Jason Epstein was born on Aug. 25, 1928, in Cambridge, Mass., to Robert Epstein, a partner in the family textile business, and Gladys (Shapiro) Epstein, a homemaker. He grew up in the Boston suburb of Milton and, an avid reader, graduated from high school at 15.

Though much younger than other college-bound peers, he enrolled at Columbia immediately; among his teachers were the scholars Eric Bentley, Mark Van Doren, Joseph Wood Krutch and Lionel Trilling. He graduated with a bachelor’s degree in 1949 and a master’s in 1950, both in English.

After Doubleday hired him, he courted and, in 1954, married Barbara Zimmerman, another ambitious young Doubleday editor from Boston, whose father knew Mr. Epstein’s. She had distinguished herself at the house by editing Anne Frank’s “Diary of a Young Girl” (1952). They went on to be labeled the first couple of publishing, high-profile book editors whose dinner parties were intellectual feasts meriting mention in Edmund Wilson’s journals.

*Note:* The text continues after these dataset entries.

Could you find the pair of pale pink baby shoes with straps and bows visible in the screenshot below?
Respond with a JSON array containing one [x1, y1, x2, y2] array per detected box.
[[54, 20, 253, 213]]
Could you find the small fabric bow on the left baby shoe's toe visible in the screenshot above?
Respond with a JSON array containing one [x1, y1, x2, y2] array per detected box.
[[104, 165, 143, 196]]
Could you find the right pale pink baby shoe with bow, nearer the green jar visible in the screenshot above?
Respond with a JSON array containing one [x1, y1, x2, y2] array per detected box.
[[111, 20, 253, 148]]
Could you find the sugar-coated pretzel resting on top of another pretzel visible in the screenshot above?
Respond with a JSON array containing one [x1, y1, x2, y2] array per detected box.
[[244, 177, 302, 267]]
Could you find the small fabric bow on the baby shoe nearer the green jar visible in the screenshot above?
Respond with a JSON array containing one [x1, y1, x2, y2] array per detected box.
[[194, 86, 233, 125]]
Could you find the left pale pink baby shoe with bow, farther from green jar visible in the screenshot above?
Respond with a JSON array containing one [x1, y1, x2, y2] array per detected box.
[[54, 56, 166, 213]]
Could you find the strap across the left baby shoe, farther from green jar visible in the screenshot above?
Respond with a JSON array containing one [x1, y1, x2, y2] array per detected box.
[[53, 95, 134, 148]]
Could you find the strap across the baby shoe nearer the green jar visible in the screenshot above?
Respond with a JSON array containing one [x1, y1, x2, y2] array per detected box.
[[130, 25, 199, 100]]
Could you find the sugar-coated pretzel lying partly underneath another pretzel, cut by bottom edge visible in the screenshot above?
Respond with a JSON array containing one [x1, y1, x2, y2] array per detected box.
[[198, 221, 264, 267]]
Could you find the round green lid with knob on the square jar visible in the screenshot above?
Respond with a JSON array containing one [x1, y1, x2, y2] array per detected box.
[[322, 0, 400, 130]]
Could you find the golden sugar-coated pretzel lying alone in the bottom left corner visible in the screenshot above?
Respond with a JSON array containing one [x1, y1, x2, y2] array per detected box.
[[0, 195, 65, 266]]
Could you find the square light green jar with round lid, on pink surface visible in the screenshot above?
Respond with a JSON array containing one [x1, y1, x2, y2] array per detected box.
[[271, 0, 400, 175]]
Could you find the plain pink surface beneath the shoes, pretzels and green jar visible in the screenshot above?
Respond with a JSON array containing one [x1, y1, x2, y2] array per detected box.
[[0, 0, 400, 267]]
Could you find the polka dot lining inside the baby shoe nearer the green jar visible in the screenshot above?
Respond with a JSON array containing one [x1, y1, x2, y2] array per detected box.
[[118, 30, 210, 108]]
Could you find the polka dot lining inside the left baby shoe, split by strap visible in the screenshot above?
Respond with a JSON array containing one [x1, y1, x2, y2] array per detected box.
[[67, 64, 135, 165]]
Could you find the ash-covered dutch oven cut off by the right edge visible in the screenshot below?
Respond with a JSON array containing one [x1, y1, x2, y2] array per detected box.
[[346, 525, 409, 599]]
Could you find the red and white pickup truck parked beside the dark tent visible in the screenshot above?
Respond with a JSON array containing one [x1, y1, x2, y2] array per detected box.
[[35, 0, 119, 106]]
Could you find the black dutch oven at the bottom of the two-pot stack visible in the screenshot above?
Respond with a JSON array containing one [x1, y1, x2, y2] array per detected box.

The marriage ended in 1980. In 1993 he married Judith Miller, then a reporter at The New York Times, who survives him. In addition to Helen Epstein, his daughter from his first marriage, Mr. Epstein is also survived by another child from that marriage, Jacob, and three grandchildren. Barbara Epstein died in 2006.

Mr. Epstein moved to Random House in 1958, hired by Bennett Cerf, the company’s co-founder. He left Doubleday in part out of dismay that it had refused, on grounds of taste, to publish “Lolita,” Vladimir Nabokov’s controversial novel about a middle-aged man’s obsession and affair with a very young girl. Mr. Epstein had published Nabokov’s writing in his quarterly The Anchor Review.

Mr. Epstein and Mr. Cerf worked out an arrangement whereby Mr. Epstein would bring in and edit books while being free to start up businesses of his own, providing there was no conflict.